Keto For Women: What To Keep In Mind

The high-fat ketogenic diet is nothing short of a nutritional phenomenon. However, because it leads to such major metabolic changes, many dieters and experts question how it might affect men and women differently. Here’s why women may need to take extra care when going keto.

Men On Keto vs. Women On Keto

Researchers and doctors have been studying and using the ketogenic diet since the 1920s—most notably for treating epilepsy. However, much of the body of research on keto was done on men (or animals).

Recent work has begun to look at keto and women. However, many of the studies only involve women who are obese or struggling with metabolic syndrome.

Not to mention, very little research has focused on keto’s long-term effects—in either men or women. (By that I mean following a keto diet for more than a few months, or even a year.)

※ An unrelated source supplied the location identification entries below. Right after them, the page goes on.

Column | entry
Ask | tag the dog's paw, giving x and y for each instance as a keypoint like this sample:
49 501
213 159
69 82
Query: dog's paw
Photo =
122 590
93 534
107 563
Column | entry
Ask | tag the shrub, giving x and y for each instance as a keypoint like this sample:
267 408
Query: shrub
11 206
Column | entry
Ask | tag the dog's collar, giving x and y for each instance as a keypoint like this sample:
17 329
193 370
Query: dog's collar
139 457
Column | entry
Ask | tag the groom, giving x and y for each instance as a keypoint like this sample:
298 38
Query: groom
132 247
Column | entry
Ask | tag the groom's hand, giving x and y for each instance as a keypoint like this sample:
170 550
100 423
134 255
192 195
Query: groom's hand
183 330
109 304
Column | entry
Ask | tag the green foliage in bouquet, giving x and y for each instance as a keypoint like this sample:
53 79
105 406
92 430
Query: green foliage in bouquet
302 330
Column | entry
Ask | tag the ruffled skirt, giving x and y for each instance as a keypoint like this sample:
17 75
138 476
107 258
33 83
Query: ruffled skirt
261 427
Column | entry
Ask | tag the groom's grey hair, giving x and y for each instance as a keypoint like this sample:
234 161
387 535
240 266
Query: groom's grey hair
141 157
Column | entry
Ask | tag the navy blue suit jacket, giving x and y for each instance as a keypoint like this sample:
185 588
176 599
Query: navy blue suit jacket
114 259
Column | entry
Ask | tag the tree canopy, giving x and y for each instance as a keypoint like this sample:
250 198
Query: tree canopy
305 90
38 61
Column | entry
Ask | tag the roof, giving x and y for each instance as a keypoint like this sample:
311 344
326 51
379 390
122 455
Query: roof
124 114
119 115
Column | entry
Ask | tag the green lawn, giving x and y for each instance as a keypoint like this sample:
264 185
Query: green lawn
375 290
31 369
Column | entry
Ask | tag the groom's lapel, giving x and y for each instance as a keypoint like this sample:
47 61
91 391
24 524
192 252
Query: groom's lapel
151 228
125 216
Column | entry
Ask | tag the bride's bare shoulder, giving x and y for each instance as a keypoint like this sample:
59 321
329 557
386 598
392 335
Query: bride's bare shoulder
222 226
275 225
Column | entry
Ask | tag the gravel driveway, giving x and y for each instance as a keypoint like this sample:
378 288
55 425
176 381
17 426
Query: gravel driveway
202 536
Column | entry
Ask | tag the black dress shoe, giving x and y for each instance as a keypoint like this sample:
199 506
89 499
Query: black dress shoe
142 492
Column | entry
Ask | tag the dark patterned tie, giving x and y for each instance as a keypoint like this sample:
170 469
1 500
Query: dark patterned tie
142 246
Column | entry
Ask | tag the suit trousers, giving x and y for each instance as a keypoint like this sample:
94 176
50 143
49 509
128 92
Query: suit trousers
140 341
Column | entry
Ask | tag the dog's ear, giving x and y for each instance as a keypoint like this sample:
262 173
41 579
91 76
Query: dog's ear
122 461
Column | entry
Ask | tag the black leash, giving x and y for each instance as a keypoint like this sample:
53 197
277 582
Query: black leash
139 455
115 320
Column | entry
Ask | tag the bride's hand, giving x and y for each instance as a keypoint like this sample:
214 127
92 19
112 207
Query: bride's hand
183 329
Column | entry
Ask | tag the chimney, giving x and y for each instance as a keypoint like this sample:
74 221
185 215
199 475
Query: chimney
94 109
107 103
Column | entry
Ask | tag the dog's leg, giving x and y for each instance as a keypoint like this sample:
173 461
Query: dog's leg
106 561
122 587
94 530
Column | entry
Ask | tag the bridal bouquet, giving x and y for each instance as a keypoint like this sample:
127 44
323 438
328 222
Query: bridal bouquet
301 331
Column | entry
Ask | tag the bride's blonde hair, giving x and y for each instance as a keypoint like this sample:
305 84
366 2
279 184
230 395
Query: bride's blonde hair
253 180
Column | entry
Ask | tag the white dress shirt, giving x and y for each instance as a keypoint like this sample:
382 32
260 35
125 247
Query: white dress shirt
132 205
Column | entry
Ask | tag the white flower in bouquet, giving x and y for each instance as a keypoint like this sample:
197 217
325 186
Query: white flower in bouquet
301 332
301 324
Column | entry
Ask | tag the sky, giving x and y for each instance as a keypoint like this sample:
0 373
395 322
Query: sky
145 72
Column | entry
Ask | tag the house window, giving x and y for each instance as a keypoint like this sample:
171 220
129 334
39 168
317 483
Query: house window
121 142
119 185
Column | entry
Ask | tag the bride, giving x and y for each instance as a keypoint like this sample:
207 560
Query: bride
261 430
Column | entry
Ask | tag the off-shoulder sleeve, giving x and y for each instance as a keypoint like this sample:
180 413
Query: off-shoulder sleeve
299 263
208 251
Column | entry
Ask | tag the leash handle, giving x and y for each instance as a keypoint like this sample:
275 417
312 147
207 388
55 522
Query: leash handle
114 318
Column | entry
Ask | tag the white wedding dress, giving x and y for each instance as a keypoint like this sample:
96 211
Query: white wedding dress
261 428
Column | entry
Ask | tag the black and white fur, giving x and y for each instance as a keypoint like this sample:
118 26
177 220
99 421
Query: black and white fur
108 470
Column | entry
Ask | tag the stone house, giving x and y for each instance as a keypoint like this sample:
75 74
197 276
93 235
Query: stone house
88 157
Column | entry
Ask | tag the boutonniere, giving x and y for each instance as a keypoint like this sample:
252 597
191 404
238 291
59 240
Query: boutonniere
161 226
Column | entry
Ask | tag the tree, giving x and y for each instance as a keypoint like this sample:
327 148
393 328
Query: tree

Though we’ve seen keto help reverse obesity and type 2 diabetes in both men and women in the short-term, long-term ketosis may impact reproductive hormones, digestive and heart health, and liver function—especially in people with predispositions for heart and liver issues.

In women, specifically, long-term ketosis could potentially impact menstrual cycles, libido, and fertility.

Why’s that? Generally, women’s endocrine (a.k.a. hormonal) systems are more sensitive to changes in diet and exercise than men’s.

Related: 4 Ways You Could Be Messing With Your Hormones Without Even Realizing It

You see, hormone function is controlled by the complex interaction of the hypothalamus (part of the brain), pituitary gland, and adrenal glands. This system is known as the hypothalamic–pituitary–adrenal axis, or ‘HPA axis.’

Women’s HPA axes are very sensitive to calorie restriction and exhaustion. Thus, disturbances can alter the production of key reproductive hormones, like estrogen and progesterone, which have many roles in women’s health. When this happens, women may experience issues with menstruation, low mood, thyroid and adrenal health, and even fertility.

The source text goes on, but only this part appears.